Putting these two developments together, it appears even the UK should be wary. Whether careless words or a deliberate threat to destabilise the European Union, which is again considering a constitution which will increase its military influence, this recent polemic puts the UK with Iran and others in feeling nervous of the world’s repetitive paranoia about terrorism being organised on a national scale. As people constantly tell my American friends,

‘We like you, but we don’t agree with your president.’

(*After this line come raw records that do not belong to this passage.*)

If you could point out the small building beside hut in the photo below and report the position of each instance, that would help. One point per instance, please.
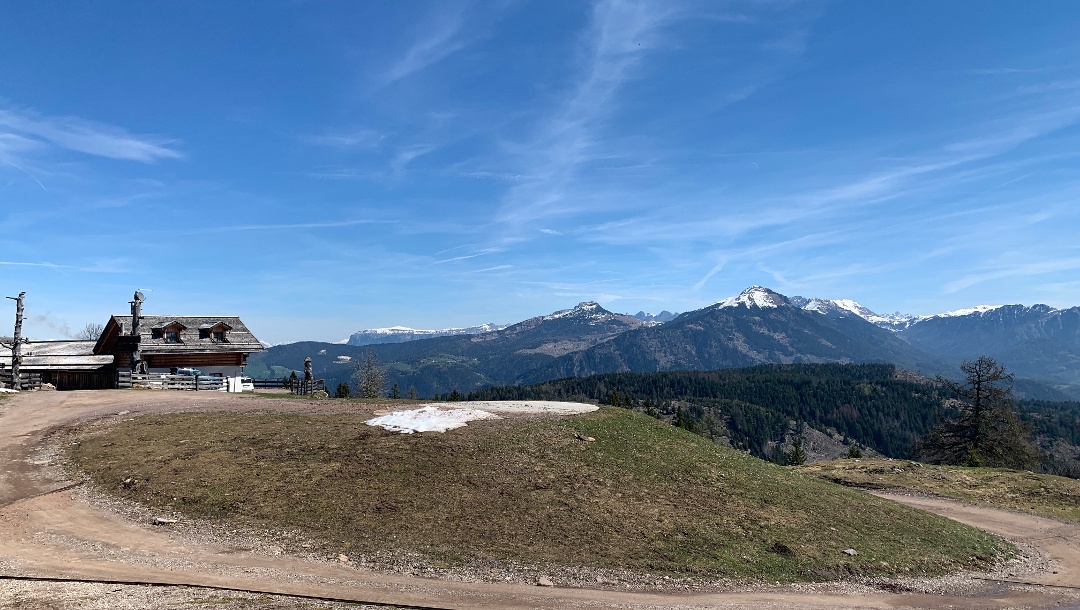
(68, 365)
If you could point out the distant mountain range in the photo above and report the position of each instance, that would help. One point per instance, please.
(402, 334)
(1040, 344)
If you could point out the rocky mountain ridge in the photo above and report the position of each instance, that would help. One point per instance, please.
(1039, 343)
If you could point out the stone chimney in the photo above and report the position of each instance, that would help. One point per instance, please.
(136, 312)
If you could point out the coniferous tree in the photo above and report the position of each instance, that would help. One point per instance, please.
(987, 431)
(797, 456)
(370, 376)
(342, 391)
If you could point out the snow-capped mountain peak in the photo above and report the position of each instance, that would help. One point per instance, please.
(754, 297)
(967, 311)
(584, 309)
(401, 334)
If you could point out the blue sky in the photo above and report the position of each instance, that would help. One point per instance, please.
(320, 167)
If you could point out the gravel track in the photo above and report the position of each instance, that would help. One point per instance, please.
(49, 528)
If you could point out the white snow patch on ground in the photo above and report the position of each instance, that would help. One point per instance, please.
(428, 419)
(442, 417)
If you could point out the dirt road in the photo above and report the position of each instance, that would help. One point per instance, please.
(50, 530)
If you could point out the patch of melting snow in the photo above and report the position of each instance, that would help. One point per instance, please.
(428, 419)
(431, 418)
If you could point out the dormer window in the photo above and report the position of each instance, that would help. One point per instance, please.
(170, 331)
(217, 333)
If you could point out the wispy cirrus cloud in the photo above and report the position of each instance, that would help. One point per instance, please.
(349, 138)
(80, 135)
(439, 38)
(620, 34)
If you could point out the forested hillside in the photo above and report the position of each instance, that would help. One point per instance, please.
(758, 408)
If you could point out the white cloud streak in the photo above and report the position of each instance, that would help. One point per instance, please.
(79, 135)
(440, 39)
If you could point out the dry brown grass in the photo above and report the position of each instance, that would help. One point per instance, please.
(1042, 495)
(644, 496)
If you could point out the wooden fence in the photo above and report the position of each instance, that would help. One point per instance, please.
(307, 387)
(165, 381)
(269, 383)
(29, 380)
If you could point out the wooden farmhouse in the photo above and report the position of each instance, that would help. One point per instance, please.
(161, 343)
(215, 344)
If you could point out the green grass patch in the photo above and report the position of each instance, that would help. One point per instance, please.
(643, 496)
(1041, 495)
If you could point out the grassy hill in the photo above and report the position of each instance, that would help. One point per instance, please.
(642, 496)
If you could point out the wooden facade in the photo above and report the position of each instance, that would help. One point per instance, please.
(67, 365)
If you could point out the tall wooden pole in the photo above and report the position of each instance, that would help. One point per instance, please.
(16, 349)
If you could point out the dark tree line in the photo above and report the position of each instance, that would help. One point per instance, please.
(753, 408)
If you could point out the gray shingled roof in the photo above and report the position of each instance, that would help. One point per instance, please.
(238, 338)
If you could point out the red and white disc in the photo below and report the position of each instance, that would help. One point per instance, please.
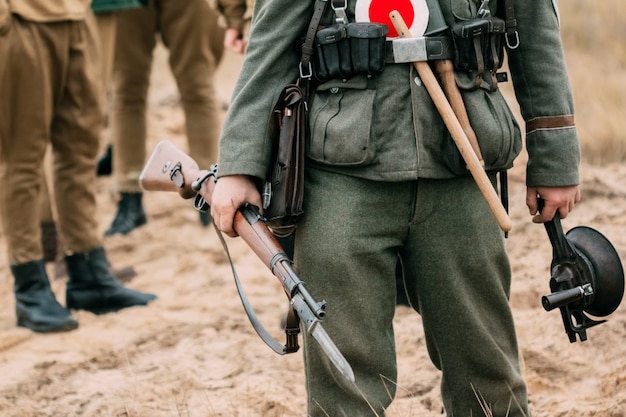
(414, 13)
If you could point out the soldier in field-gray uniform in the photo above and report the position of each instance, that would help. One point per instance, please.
(384, 179)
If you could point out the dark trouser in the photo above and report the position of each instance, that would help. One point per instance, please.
(457, 276)
(49, 93)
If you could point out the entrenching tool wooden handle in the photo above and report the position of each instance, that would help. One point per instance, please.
(456, 131)
(445, 70)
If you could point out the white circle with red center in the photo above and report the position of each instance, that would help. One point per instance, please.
(413, 12)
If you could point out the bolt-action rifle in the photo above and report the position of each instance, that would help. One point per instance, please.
(170, 169)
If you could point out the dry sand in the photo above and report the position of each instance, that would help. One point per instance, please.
(194, 353)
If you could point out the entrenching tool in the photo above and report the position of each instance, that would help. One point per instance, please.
(586, 277)
(456, 130)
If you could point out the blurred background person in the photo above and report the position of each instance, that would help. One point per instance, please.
(195, 39)
(50, 93)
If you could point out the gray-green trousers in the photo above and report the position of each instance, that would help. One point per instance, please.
(189, 30)
(49, 94)
(457, 275)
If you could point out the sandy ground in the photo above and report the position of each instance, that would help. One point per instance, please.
(194, 353)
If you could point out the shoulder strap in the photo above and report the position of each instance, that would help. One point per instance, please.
(308, 48)
(511, 35)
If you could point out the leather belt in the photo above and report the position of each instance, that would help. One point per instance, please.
(426, 48)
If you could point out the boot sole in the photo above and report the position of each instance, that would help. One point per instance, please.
(39, 328)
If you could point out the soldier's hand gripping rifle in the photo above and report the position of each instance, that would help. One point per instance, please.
(170, 169)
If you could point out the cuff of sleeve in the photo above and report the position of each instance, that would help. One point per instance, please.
(553, 157)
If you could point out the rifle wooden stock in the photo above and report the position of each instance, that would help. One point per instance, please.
(157, 173)
(170, 169)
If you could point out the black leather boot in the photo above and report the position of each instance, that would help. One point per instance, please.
(129, 214)
(105, 163)
(91, 286)
(36, 306)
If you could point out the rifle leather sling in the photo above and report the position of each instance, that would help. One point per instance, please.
(292, 327)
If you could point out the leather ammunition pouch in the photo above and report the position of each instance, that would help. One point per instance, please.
(346, 50)
(479, 47)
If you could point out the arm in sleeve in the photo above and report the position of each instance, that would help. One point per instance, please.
(544, 93)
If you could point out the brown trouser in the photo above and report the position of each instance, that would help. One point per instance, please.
(49, 94)
(106, 32)
(186, 29)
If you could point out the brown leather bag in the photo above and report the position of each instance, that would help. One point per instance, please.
(284, 186)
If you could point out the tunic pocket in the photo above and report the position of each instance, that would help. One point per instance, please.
(340, 122)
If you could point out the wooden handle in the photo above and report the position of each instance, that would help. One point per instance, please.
(445, 70)
(456, 131)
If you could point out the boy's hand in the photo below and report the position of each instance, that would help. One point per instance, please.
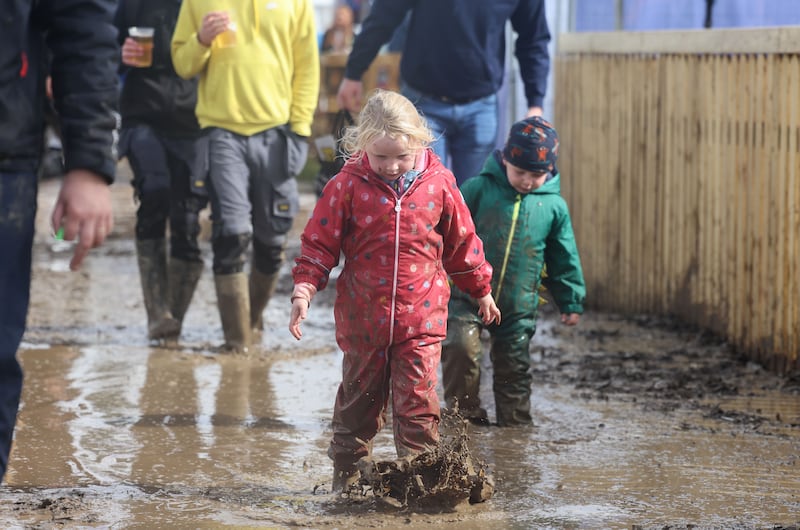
(488, 310)
(570, 319)
(299, 313)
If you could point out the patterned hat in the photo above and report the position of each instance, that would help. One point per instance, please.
(532, 145)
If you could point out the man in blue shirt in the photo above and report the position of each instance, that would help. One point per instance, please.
(453, 65)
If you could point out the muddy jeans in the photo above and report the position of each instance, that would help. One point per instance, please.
(252, 188)
(462, 352)
(407, 372)
(17, 215)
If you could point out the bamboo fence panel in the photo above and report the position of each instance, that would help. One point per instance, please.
(680, 156)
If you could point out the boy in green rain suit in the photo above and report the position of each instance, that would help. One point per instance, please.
(525, 225)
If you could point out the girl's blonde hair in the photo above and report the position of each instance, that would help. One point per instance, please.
(388, 114)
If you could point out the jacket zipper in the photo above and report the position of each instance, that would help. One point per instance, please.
(397, 208)
(510, 240)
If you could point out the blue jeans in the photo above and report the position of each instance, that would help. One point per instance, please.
(17, 215)
(466, 133)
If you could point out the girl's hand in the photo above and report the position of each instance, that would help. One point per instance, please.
(488, 310)
(299, 313)
(570, 319)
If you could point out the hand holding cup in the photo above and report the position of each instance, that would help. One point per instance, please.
(215, 23)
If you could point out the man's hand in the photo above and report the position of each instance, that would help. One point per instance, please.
(83, 209)
(349, 95)
(534, 111)
(214, 23)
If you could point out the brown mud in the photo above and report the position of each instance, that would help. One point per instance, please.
(639, 422)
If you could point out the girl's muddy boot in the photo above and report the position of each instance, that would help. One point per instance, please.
(344, 478)
(233, 302)
(151, 255)
(183, 278)
(262, 287)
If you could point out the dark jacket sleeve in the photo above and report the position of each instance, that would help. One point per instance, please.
(85, 58)
(384, 17)
(533, 37)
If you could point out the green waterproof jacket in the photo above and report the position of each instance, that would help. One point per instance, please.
(523, 233)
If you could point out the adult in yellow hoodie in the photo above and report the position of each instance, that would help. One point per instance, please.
(258, 68)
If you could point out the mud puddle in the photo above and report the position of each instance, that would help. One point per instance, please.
(639, 422)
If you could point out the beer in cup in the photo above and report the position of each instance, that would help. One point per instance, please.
(143, 36)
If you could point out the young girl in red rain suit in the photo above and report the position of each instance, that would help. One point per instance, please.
(395, 213)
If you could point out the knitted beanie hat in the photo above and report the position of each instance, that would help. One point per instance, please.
(532, 145)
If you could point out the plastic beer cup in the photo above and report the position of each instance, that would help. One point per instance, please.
(143, 36)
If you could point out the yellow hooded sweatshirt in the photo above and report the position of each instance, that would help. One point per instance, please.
(268, 78)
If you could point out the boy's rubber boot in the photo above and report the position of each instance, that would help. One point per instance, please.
(183, 277)
(151, 256)
(233, 302)
(262, 287)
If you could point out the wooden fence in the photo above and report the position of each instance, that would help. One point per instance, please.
(680, 160)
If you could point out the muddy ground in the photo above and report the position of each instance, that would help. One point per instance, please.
(639, 422)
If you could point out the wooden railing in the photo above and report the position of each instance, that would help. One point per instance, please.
(680, 160)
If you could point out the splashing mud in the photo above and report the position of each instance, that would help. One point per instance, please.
(437, 480)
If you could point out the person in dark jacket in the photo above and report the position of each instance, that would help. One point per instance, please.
(85, 55)
(159, 130)
(525, 225)
(453, 65)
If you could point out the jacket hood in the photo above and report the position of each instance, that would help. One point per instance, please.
(494, 169)
(358, 165)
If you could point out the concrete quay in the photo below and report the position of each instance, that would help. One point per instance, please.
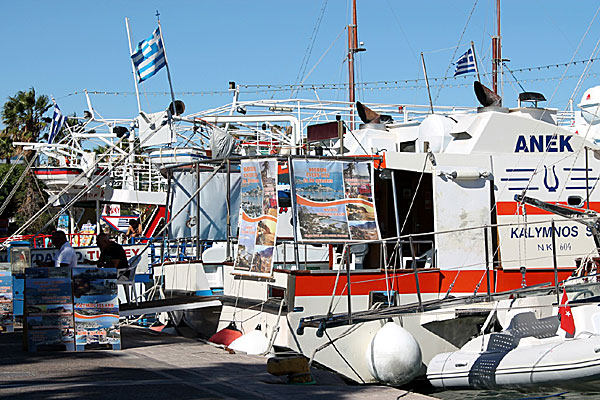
(160, 366)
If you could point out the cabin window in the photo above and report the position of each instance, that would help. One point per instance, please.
(382, 298)
(275, 292)
(418, 220)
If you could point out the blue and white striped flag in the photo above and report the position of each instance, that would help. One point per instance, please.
(465, 64)
(149, 56)
(57, 122)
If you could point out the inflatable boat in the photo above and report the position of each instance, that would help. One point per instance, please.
(531, 352)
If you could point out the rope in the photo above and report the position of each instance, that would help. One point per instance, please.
(11, 170)
(455, 50)
(311, 44)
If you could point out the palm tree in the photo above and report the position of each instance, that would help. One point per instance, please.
(22, 116)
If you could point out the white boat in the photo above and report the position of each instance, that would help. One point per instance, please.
(178, 155)
(529, 352)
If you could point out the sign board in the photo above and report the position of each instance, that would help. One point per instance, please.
(7, 318)
(258, 217)
(96, 308)
(49, 309)
(334, 200)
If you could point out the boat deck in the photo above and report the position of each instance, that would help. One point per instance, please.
(155, 365)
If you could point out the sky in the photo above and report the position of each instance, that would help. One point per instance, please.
(63, 47)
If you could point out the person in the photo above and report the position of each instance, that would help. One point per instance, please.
(112, 255)
(66, 256)
(134, 229)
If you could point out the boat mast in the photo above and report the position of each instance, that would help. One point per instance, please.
(352, 49)
(496, 50)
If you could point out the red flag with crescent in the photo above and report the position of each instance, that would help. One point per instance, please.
(567, 323)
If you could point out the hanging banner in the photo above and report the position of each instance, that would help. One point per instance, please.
(258, 217)
(49, 309)
(7, 319)
(334, 200)
(96, 308)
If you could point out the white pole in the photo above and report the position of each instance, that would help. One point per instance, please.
(166, 61)
(475, 59)
(137, 90)
(426, 82)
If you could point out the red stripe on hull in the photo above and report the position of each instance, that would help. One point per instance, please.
(510, 208)
(57, 172)
(431, 282)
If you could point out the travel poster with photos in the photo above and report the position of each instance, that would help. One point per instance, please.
(334, 200)
(49, 309)
(258, 217)
(96, 308)
(7, 319)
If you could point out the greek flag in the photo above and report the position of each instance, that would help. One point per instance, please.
(57, 122)
(465, 64)
(149, 56)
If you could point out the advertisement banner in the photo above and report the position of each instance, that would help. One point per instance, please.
(96, 308)
(7, 319)
(334, 201)
(49, 309)
(258, 217)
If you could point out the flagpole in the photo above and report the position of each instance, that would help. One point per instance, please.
(427, 82)
(137, 90)
(166, 61)
(475, 59)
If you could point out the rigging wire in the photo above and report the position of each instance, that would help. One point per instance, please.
(12, 168)
(311, 44)
(456, 49)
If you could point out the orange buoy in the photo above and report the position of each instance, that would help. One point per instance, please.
(226, 335)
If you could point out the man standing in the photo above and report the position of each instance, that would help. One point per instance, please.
(66, 256)
(112, 255)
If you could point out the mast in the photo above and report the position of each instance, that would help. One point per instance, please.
(352, 49)
(496, 50)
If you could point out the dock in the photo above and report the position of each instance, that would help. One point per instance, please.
(154, 365)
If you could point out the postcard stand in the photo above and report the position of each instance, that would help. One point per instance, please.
(96, 308)
(7, 318)
(49, 309)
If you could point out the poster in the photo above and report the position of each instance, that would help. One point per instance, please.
(85, 236)
(96, 308)
(334, 200)
(7, 319)
(258, 217)
(49, 309)
(63, 223)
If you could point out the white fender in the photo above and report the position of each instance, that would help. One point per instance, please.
(393, 356)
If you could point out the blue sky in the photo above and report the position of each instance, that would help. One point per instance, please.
(63, 47)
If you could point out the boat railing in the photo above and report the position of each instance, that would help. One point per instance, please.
(310, 112)
(141, 176)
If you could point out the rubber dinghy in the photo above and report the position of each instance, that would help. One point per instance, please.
(527, 354)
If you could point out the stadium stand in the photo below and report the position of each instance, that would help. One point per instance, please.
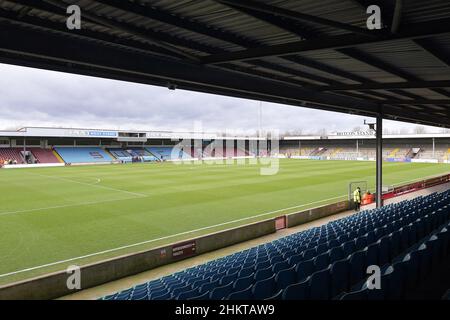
(11, 154)
(44, 155)
(142, 152)
(407, 240)
(121, 154)
(168, 153)
(83, 154)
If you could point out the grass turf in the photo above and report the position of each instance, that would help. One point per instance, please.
(56, 214)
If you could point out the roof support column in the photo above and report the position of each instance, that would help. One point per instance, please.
(379, 160)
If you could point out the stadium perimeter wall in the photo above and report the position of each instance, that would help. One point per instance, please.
(54, 285)
(309, 215)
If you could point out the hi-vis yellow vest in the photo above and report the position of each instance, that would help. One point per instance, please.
(356, 196)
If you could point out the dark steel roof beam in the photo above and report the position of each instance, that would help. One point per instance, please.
(414, 31)
(152, 13)
(297, 16)
(387, 86)
(126, 28)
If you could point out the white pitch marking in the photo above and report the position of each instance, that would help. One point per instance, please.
(91, 184)
(80, 204)
(158, 239)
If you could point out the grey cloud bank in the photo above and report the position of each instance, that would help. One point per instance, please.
(31, 97)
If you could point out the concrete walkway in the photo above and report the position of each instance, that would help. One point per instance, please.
(125, 283)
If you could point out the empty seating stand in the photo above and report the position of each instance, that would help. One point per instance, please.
(11, 154)
(83, 154)
(44, 155)
(406, 240)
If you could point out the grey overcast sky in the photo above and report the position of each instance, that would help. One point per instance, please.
(32, 97)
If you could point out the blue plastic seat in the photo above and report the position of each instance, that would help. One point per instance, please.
(263, 274)
(321, 261)
(242, 283)
(319, 285)
(355, 295)
(372, 254)
(357, 266)
(304, 269)
(188, 294)
(204, 296)
(295, 259)
(264, 288)
(228, 278)
(286, 277)
(348, 247)
(309, 254)
(280, 266)
(298, 291)
(162, 296)
(209, 286)
(384, 250)
(245, 294)
(177, 291)
(340, 272)
(335, 254)
(221, 292)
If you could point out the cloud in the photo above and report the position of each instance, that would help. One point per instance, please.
(32, 97)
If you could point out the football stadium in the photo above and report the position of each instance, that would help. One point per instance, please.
(104, 213)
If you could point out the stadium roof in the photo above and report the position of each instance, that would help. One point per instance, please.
(317, 54)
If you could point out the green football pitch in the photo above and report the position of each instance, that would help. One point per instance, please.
(54, 217)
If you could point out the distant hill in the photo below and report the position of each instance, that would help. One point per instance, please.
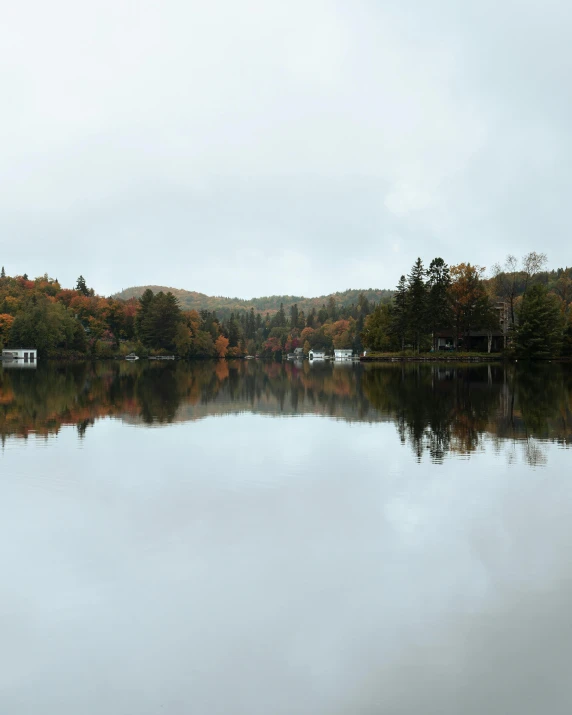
(191, 300)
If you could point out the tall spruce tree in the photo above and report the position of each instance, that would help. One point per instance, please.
(417, 303)
(540, 331)
(400, 313)
(439, 312)
(81, 286)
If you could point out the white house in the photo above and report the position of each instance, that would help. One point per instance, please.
(25, 354)
(344, 354)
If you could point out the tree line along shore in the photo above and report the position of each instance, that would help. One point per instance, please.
(520, 310)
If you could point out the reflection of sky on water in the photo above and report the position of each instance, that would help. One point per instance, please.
(309, 565)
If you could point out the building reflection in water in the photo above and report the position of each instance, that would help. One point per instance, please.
(437, 409)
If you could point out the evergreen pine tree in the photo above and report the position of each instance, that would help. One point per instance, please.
(439, 312)
(400, 313)
(541, 328)
(417, 300)
(81, 286)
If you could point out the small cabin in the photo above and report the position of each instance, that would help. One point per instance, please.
(24, 354)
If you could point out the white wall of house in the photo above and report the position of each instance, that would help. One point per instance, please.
(25, 354)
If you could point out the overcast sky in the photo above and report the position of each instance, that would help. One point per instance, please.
(250, 147)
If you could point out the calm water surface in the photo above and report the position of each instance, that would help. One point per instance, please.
(254, 539)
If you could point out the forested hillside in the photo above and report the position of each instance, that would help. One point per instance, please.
(191, 300)
(526, 309)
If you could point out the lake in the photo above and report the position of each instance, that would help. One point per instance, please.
(255, 538)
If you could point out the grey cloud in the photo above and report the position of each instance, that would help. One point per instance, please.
(257, 148)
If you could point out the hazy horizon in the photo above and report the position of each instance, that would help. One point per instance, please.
(258, 148)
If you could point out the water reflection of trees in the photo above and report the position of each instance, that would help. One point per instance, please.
(437, 409)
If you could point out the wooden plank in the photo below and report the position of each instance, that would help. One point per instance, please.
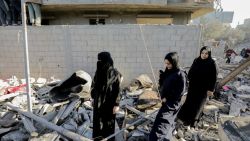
(49, 125)
(234, 73)
(29, 126)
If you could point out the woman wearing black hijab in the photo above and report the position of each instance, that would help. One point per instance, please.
(202, 78)
(172, 83)
(105, 93)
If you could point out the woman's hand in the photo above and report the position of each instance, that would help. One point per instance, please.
(115, 109)
(210, 93)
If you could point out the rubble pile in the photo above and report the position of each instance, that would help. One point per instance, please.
(62, 110)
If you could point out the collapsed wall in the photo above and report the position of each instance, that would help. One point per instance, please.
(60, 50)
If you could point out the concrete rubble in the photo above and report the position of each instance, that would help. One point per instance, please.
(62, 110)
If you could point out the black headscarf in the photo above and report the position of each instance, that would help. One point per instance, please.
(173, 58)
(209, 52)
(104, 63)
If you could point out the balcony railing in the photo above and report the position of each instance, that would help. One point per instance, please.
(141, 2)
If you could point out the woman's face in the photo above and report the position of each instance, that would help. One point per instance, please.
(204, 54)
(168, 65)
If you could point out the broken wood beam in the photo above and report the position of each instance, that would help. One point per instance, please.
(49, 125)
(132, 124)
(70, 107)
(29, 126)
(60, 103)
(59, 114)
(234, 73)
(139, 113)
(7, 96)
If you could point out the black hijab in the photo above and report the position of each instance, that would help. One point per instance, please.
(173, 58)
(209, 54)
(104, 63)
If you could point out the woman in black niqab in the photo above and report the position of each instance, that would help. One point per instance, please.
(105, 93)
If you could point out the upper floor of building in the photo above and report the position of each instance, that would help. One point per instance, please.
(78, 12)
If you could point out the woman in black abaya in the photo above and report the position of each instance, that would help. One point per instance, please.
(202, 78)
(172, 85)
(105, 93)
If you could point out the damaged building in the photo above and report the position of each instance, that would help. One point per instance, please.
(63, 55)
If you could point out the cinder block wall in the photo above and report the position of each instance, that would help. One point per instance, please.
(60, 50)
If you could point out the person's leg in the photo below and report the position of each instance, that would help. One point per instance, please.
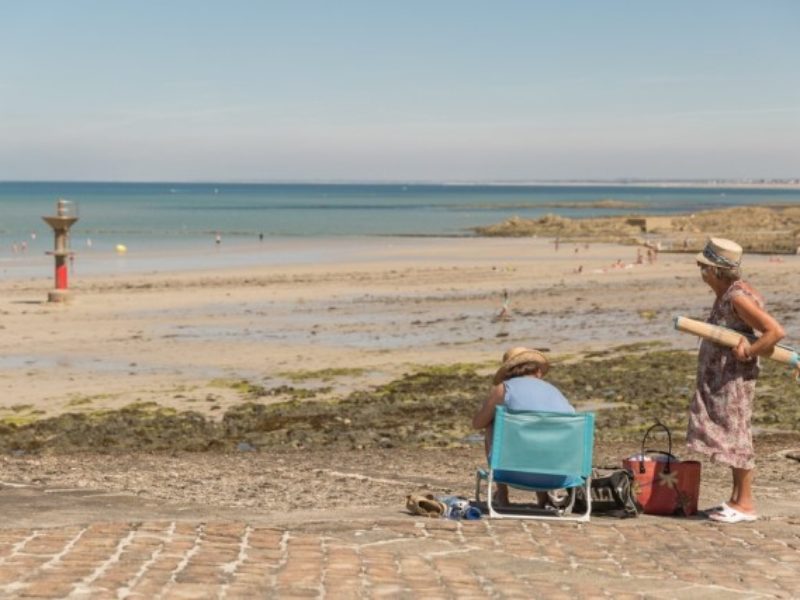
(743, 490)
(501, 495)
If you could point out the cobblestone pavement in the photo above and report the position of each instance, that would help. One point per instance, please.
(374, 555)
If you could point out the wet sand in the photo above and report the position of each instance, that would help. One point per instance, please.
(336, 338)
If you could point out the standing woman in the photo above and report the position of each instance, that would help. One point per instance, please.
(719, 416)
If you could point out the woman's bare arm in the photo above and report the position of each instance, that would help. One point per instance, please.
(760, 320)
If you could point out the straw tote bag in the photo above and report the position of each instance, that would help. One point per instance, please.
(663, 484)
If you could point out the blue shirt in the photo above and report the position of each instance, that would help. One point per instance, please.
(531, 393)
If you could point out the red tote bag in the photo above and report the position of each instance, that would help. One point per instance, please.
(666, 485)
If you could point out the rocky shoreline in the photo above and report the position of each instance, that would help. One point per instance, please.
(629, 387)
(765, 230)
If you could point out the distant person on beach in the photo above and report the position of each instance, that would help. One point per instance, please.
(518, 385)
(505, 311)
(720, 413)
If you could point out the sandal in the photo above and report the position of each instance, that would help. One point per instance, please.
(731, 515)
(721, 507)
(425, 506)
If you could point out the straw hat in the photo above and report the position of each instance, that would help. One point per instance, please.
(722, 253)
(520, 356)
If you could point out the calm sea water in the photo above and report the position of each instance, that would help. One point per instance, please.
(167, 217)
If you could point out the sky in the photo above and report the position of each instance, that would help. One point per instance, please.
(373, 90)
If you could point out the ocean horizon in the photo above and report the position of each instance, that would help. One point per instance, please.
(180, 220)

Well soon he’ll be gone. Will the new incumbent fulfil our hopes and dreams? Hilary, with her record of the alleged ‘Whitewater’ land purchasing scam, still seems to be a member of the political classes. Her only record with major league politics is the failed 1994 health care proposal, which she is still inclined to follow through. Barack in contrast seems like an untainted, highly intelligent, educated, aware and relatively normal proposition. Our hopes, from the UK and Nigeria alike, are that the US under the new administration researches more deeply the causes and protagonists behind modern terrorism, calms the fears it has been relentlessly creating throughout the world, and establishes sound dialogic relationships on the international scene.

We would like to see international agreements and treaties over climate change and sustainable development to be ratified, the USA to join the rest of the world in taking global and holistic responsibility for all of our future, and a deeper trust of United Nations organisations. Our problems are now global, and require global and not national solutions. When Barack Obama says it is a time for hope, he isn’t speaking only to America. He already has an international voice.